# Camera error and HP Touchpad Keyboard can't pair



## _ThaNerd_ (Sep 20, 2011)

I got 2 issues which I can't find any info on here:

Whenever I press on the camera icon in CM7 A3 I get "Camera error Cannot connect to camera"
Tried going through the mentioned details regarding pairing my BT HP Touchpad Keyboard without success (it is paired in WebOS and I did try the "0000" method mentioned in a thread on here). It just won't connect!


----------



## scifan (Aug 22, 2011)

So, when you're connecting it, you enter 0000 as your password for it on the touchpad, then type 0000 on your bt keyboard and press enter.

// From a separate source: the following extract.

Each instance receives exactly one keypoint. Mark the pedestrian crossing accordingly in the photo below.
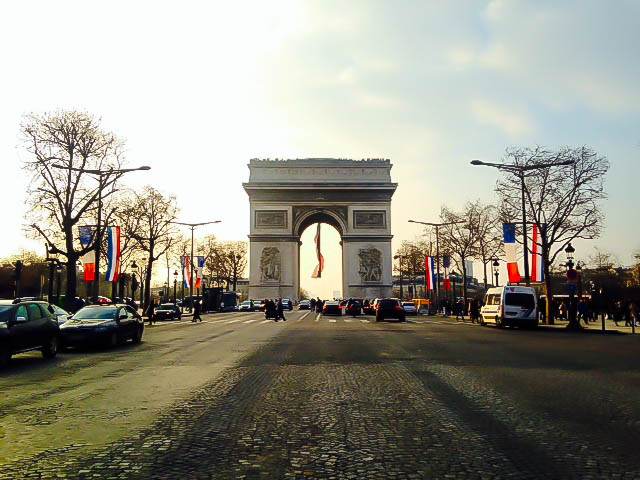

I use the stock keyboard with the touchpad pretty much every day at work.


----------



## moshe5368 (Oct 23, 2011)

The camera is a known issue with cm7 ATM and there is no known workaround. As has been mentioned, the BT keyboard should not be an issue. I have a logitech BT keyboard for the iPad and it pairs and connects fine. I use it daily. If you are having problems connecting, go to BT settings, long press on the keyboard and forget it. Then turn the keyboard on and find it using discovery, select pair, type 0000 on the TP and then 0000 on the keyboard, it should connect. If not, there may be an issue with your keyboard.

Sent from my Touchpad using Tapatalk


----------



## _ThaNerd_ (Sep 20, 2011)

CoolI thanks! Forgot to press "enter" at the end...

Sucks for the Camera issue though


----------